Laurel se preguntó si su madre pensó en ese lejano día cuando la trajeron en coche; si se acordó del viejo granjero que les preparó té a ella y a papá cuando llamaron a su puerta en 1947, de esas aves que los observaron detrás de la chimenea, y de lo joven que era por aquel entonces, aferrada con ambas manos a su segunda oportunidad, con la mirada puesta en el futuro, decidida a escapar de lo que había hecho en el pasado. ¿O quizás Dorothy había pensado, al recorrer el camino, en los eventos de ese día de verano de 1961 y en la imposibilidad de escapar de verdad del pasado? ¿O Laurel estaba siendo demasiado sentimental, y esas lágrimas que derramó su madre en el asiento trasero del coche de Rose, esas lágrimas dulces y silenciosas, se debían solo a los efectos de la vejez?

En cualquier caso, el viaje desde el hospital la había agotado y durmió la mayor parte del fin de semana, durante el cual comió poco y habló aún menos. Laurel, cuando le llegó el turno de sentarse junto a la cabecera de la cama, deseó que su madre se moviese, que abriese los ojos cansados y reconociese a su hija mayor, que reanudaran la conversación del otro día. Necesitaba saber qué había tomado su madre de Vivien Jenkins… Era la clave del misterio. Henry tenía razón al insistir en que la muerte de su esposa no era lo que parecía, que fue víctima de unos estafadores siniestros. (Estafadores, en plural, observó Laurel: ¿se trataba de una mera expresión o su madre había actuado junto a otra persona? ¿Podría haber sido Jimmy, el hombre a quien amó y perdió? ¿Quizás ese fue el motivo del fin de su romance?).
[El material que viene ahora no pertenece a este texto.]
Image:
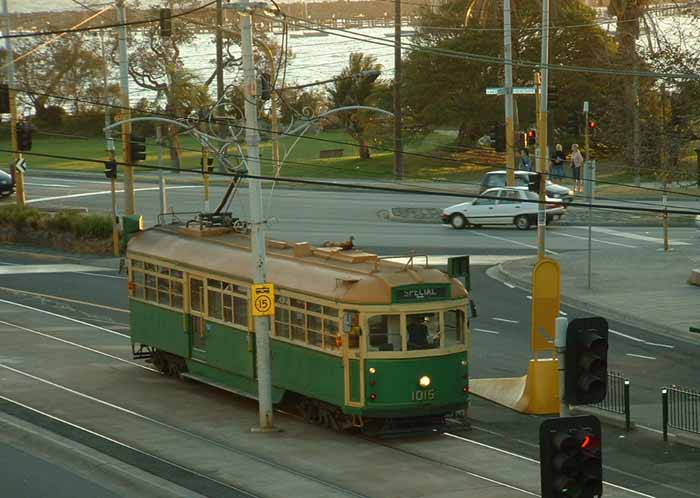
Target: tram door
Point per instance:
(197, 324)
(353, 361)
Tendría que esperar hasta el lunes, pues Dorothy no había abierto la boca. De hecho, a Laurel le pareció, al ver a la anciana dormir tan plácidamente, mientras las cortinas ondeaban por una brisa ligera, que su madre había atravesado un umbral invisible hacia un lugar donde los fantasmas del pasado ya no podían tocarla.

Solo una vez, a altas horas de la madrugada del lunes, la visitaron los terrores que la habían acechado durante las últimas semanas. Rose e Iris habían vuelto a sus casas a pasar la noche, así que fue Laurel quien se despertó en la oscuridad con un sobresalto y caminó a trompicones por el pasillo, tanteando la pared en busca del interruptor de la luz. Acudió a su mente el recuerdo de las muchas noches que su madre había hecho lo mismo por ella: despertarse por un grito en la oscuridad y apresurarse por el pasillo para espantar los monstruos de su hija, acariciarle el pelo y susurrarle al oído: «Tranquila, angelito… Ya pasó, tranquila». A pesar de los sentimientos encontrados de Laurel respecto a su madre, era un privilegio poder hacer lo mismo por ella, más aún en el caso de Laurel, que había salido de la casa de un modo tan tenso, que no había estado ahí cuando murió su padre, que durante toda la vida no se había entregado a nadie salvo a sí misma y su arte.

Laurel se metió en la cama junto a su madre y abrazó a la anciana con fuerza, pero con cuidado. El algodón del largo camisón blanco de Dorothy estaba húmedo por los sinsabores de la pesadilla y su delgado cuerpo tembló.